Penjelasan Pasal 7 ayat (7) huruf a
Yang dimaksud dengan “Persero” adalah badan usaha milik negara
yang berbentuk Perseroan yang modalnya terbagi dalam saham
yang diatur dalam Undang-undang tentang Badan Usaha Milik
Negara.
E. Kendala dan Hambatan
BUMN yang merupakan perusahaan pelayanan publik telah memberikan
kontribusi besar terhadap pembangunan nasional. Pada masa awal
kemerdekaan, sektor korporasi di Indonesia masih kecil dan didominasi oleh
perseroan–perseroan yang dimiliki asing atau yang kepemilikannya terpusat.
Pemerintah waktu itu memperoleh beberapa perusahaan melalui nasionalisasi
dan juga mendirikan banyak perseroan baru yang berstatus BUMN. Diharapkan
bahwa perseroan–perseroan tersebut akan menjadi inti dari sebuah sektor
korporasi yang kuat, didukung oleh manajemen yang professional dan
lembaga–lembaga keuangan.

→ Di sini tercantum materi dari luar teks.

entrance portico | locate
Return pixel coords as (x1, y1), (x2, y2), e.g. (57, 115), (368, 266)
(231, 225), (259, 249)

Meskipun BUMN telah mencapai sasaran awal
yang ditetapkan, tetapi ternyata BUMN tersebut masih di bawah standar. BUMN
tersebut telah mendapatkan laba, namun laba tersebut diperoleh dengan biaya
besar dan sangat berlebihan.
Sebelum tejadinya krisis moneter (Juli 1997), lebih dari separuh jumlah
BUMN kinerjanya kurang memuaskan. Perekonomian nasional tahun 1997
masih dirasakan cukup baik, saat itu dari 160 BUMN persero hanya
menghasikan keuntungan sebesar Rp. 11,8 trilyun dari Rp. 462 trilyun modal
yang ditanam. Keuntungan sebesar 2,6 % ini adalah sangat kecil jika
dibandingkan terhadap biaya atas modal. Sebagai akibatnya banyak BUMN tidak
dapat lagi membayar hutangnya atau menghasilkan laba yang cukup untuk
membiayai perluasan usahanya. BUMN memang mengalami dampak negatif
dari resesi yang dihadapi saat ini. Namun alasan yang penting adalah karena
terjadinya penggunaan sumber–sumber daya kurang yang efektif dan kurang
efisien.
Pemerintah Indonesia mendirikan BUMN dengan dua tujuan utama, yaitu
tujuan yang bersifat ekonomi dan tujuan yang bersifat sosial. Dalam tujuan yang
bersifat ekonomi, BUMN dimaksudkan untuk mengelola sektor-sektor bisnis
strategis agar tidak dikuasai pihak-pihak tertentu. Bidang-bidang usaha yang
menyangkut hajat hidup orang banyak, seperti perusahaan listrik, minyak dan
gas bumi, sebagaimana diamanatkan dalam pasal 33 UUD 1945, seyogyanya
dikuasai oleh BUMN. Dengan adanya BUMN diharapkan dapat terjadi
peningkatan kesejahteraan masyarakat, terutama masyarakat yang berada di
sekitar lokasi BUMN. Tujuan BUMN yang bersifat sosial antara lain dapat dicapai
melalui penciptaan lapangan kerja serta upaya untuk membangkitkan
perekonomian lokal. Penciptaan lapangan kerja dicapai melalui perekrutan
tenaga kerja oleh BUMN. Upaya untuk membangkitkan perekonomian lokal
dapat dicapai dengan jalan mengikut-sertakan masyarakat sebagai mitra kerja
dalam mendukung kelancaran proses kegiatan usaha. Hal ini sejalan dengan
kebijakan pemerintah untuk memberdayakan usaha kecil, menengah dan
koperasi yang berada di sekitar lokasi BUMN.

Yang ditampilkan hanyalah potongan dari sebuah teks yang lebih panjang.